The approach is informed by proven ideas—Dapper-style tracing, eBPF observability, invariant mining, causal graph analysis, lock-order checks, and tail-based sampling—assembled into an end-to-end pipeline that can operate continuously in production with a predictable overhead budget.
TL;DR
- Use OpenTelemetry for distributed traces and span context propagation.
- Use eBPF to collect low-level kernel signals (futex waits, TCP retransmits, page faults, sched switch, disk I/O latencies) with negligible overhead.
- Correlate kernel events to spans by TID/CGROUP/time alignment and optional USDT/uprobes that propagate trace_id to kernel space.
- Run an AI analysis layer that builds a causal graph per incident, detects regressions via changepoint tests, identifies race patterns (lock inversions, unbounded contention, starvation), and generates a minimal, testable hypothesis.
- Enforce strict privacy by design: record only metadata and hashed identifiers, never payloads, and capture on trigger (tail sampling) rather than all events.
Why Production-Only Bugs Persist
- Data and concurrency shape: real production workloads exercise code paths that never appear in staging—edge cardinalities, resource limits, and microburst traffic patterns.

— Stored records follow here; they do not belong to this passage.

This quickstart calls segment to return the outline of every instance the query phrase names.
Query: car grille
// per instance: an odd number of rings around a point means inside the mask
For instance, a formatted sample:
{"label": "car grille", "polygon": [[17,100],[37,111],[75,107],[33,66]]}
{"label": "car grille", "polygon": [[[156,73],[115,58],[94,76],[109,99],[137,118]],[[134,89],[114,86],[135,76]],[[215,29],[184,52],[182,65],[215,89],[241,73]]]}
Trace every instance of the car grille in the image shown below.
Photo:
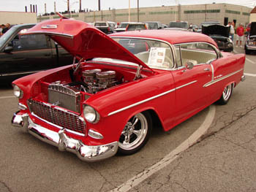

- Distributed systems do not reproduce well: cross-service latencies, backpressure, and jitter are emergent and history-dependent.
- Existing tooling trades one of three: high fidelity (but high cost/PII), low overhead (but poor signal), or pause-the-world (but unacceptable in prod).
A workable path needs full-fidelity causality when anomalies occur (not always), low default overhead, and strong privacy constraints.
Design Goals
- No PII, no payload capture. Only metadata, hashed identifiers, and structural timing.
- No traffic pauses; overhead must be configurable and bounded (<1–2% CPU on target nodes during quiescent periods; transient spikes during incidents acceptable with caps).
- Accurate causal correlation between spans and kernel events.
- Explainability: create a human-auditable incident report with evidence, not just a score.
- Language/runtime agnostic: Go, Java, Rust, Python must work; optional hints unlock deeper correlation.
System Architecture Overview
- Data ingestion:
- Distributed traces via OpenTelemetry SDKs and Collector, with tail-based sampling policies tuned for anomalies.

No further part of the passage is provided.